Sweet juicy strawberries, crunchy radishes, crispy lettuce and kale, velvety spinach, summer squash, tender asparagus, succulent cherry tomatoes and plump peas bursting from their pods. Picked at peak freshness and delivered directly to our markets by the farmers who grow them, ripened in sunny fields in the tri-state area. Super fresh Local produce tastes so much BETTER! Plus, direct from farm-to-market produce has more nutrition and costs LESS!
Find a market in your neighborhood by clicking HERE. Our farmers accept SNAP, WIC, EBT and offer NYC HealthBucks.
Freshen Up your pasta for summer with Pasta En Primavera, a colorful, light pasta dish made fast so you can spend more time outdoors!
Quick and easy! The pasta and the veggies cook together at the same time. (See directions in our Recipes section). Cherry tomatoes, garlic and water from the pasta, some cheese and PRESTO! In half an hour, a delicious, nutritious rainbow of summer flavors...And low in calories.
- 12 oz of corkscrew pasta like fusilli
- ½ lb of sugar snap peas, broccoli florets or both **And remember, trimmed and peeled broccoli stalks are a great addition to any dish**
- 2 carrots cut in small strips
- 1 yellow or orange pepper, cut in thin strips
- ¼ cup olive oil
- 1 pint cherry tomatoes
- ½ cup of roughly chopped fresh mint or 2 - 3 Tbsp of your favorite herb
- ½ cup grated parmesan cheese
- 3 oz of goat cheese, feta or queso fresco
Of course, every rainbow has a pot of gold (all the vitamins and minerals for your healthy summer body!) Vitamins A, B, C and K plus minerals such as calcium, chromium, phosphorous and thiamin are in this yummy dish.
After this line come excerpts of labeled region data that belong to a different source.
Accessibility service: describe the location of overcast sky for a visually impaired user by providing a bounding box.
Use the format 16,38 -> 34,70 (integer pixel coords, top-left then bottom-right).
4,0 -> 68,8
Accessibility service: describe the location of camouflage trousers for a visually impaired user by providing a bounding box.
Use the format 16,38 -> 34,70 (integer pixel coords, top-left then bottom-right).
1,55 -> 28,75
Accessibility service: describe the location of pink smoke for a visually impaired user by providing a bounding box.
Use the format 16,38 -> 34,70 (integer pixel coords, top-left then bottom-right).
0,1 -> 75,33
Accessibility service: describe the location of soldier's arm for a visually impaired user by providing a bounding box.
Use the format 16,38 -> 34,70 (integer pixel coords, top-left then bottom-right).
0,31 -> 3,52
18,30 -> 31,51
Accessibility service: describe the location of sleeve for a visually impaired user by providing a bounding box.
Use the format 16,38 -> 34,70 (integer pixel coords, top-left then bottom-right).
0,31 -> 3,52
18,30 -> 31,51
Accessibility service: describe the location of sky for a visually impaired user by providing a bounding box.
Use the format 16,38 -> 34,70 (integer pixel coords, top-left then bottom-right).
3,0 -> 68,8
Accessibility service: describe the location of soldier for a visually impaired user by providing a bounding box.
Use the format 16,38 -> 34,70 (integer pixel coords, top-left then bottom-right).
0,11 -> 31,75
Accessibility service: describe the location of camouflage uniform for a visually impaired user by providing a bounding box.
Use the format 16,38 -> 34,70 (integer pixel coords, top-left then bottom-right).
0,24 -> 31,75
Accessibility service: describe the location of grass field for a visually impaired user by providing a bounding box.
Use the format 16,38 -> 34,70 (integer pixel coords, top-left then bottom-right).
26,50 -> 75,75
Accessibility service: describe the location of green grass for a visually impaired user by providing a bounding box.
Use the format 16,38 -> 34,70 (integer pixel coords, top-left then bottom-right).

Be creative and make your own "rainbow" with your favorite veggies. It's the perfect way to celebrate summer!
Pasta en Primevera
- See text above.
- Bring a large pot of water to a boil. Add the fusilli, rotini or any corkscrew pasta and cook for the time given on the label.
- Add veggies (the sugar snap peas and/or broccoli, carrots and bell pepper) to the boiling water during the last 3 mins of cooking.
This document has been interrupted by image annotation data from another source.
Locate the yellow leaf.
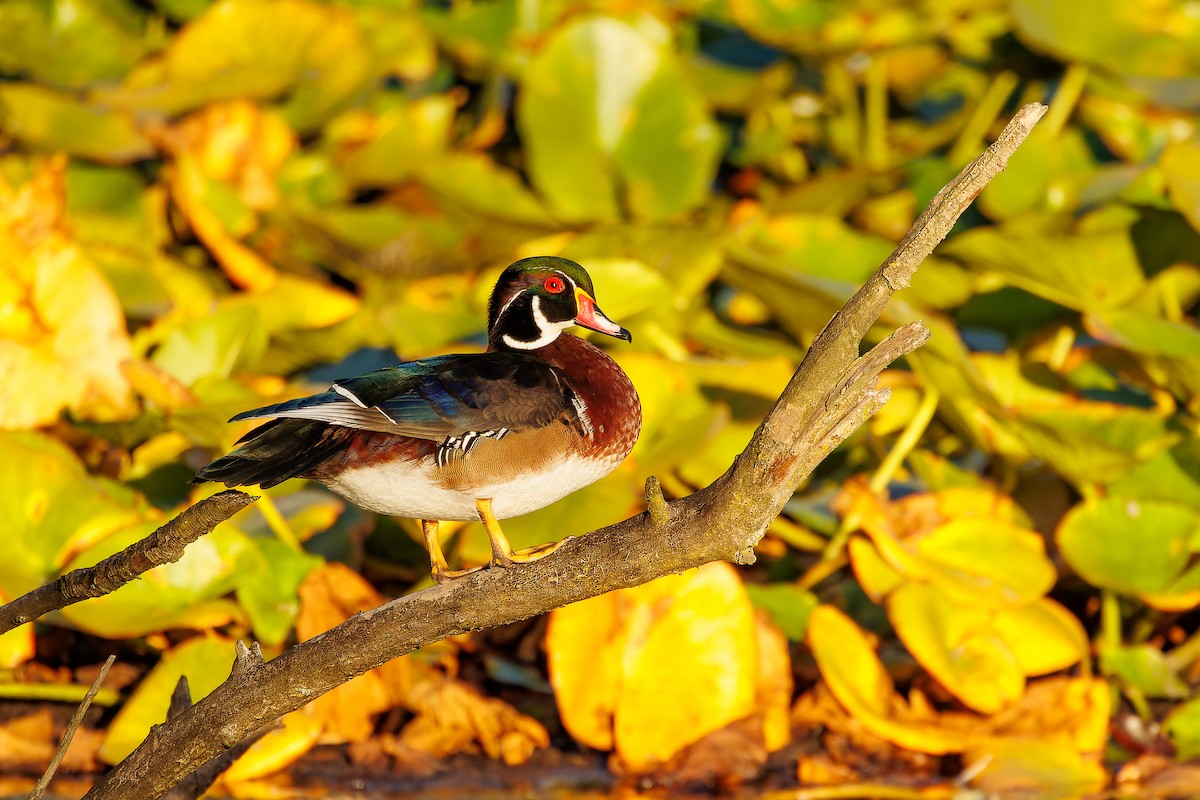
[0,158,134,429]
[964,738,1109,798]
[546,563,792,774]
[888,583,1025,714]
[221,709,320,783]
[847,536,904,602]
[755,612,793,753]
[808,606,973,754]
[992,597,1090,675]
[614,561,758,771]
[546,593,620,750]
- Reserve 1/2 cup cooking water, then drain the pasta and vegetables and return to the pot.
- Heat the olive oil in a skillet. Add the garlic and cook until just golden, about 30 seconds. Add the tomatoes and 1/2 tsp salt; cook until the tomatoes begin to wilt, about 2 mins.
- Stir in 1/4 cup of the reserved cooking water. Pour the tomato mixture over the pasta and veggies. Add the mint, parmesan and goat cheese. Toss to combine.
More Pasta Goodness
- Make a timetable for adding ingredients: take the cooking time for the pasta, subtract the time to cook the veggies and you'll know exactly when to add them.
- For crisper veggies decrease the time; for softer ones add another minute. Cook them however you like.
- Add any veggies you like. Figure out how long to cook them and add to your timetable. Carrots take longer to cook than broccoli or sugar snap peas. Add chopped greens for about 2 mins or less.
- Mint adds a light refreshing taste. Use what you like and match your herbs with the veggies you choose. For fresh herbs, use ½ cup; for dried use 2 - 3 Tbsp.
- Any pasta will work. For best taste use small Corkscrew pasta because it holds the light sauce better and packs more flavor in every bite.
Nutrition aka What You Get
- Chopped spinach adds iron, a protein boost, more color and flavor.
- Goat cheese contains calcium that is easier for us to absorb, better for strong bones.
- Asparagus, cut in small pieces, has antioxidants and vitamin E for your immune system, plus a great source of protein.
- Peas have antioxidants for stronger immune system and energy, high protein content, plus vitamins C and E.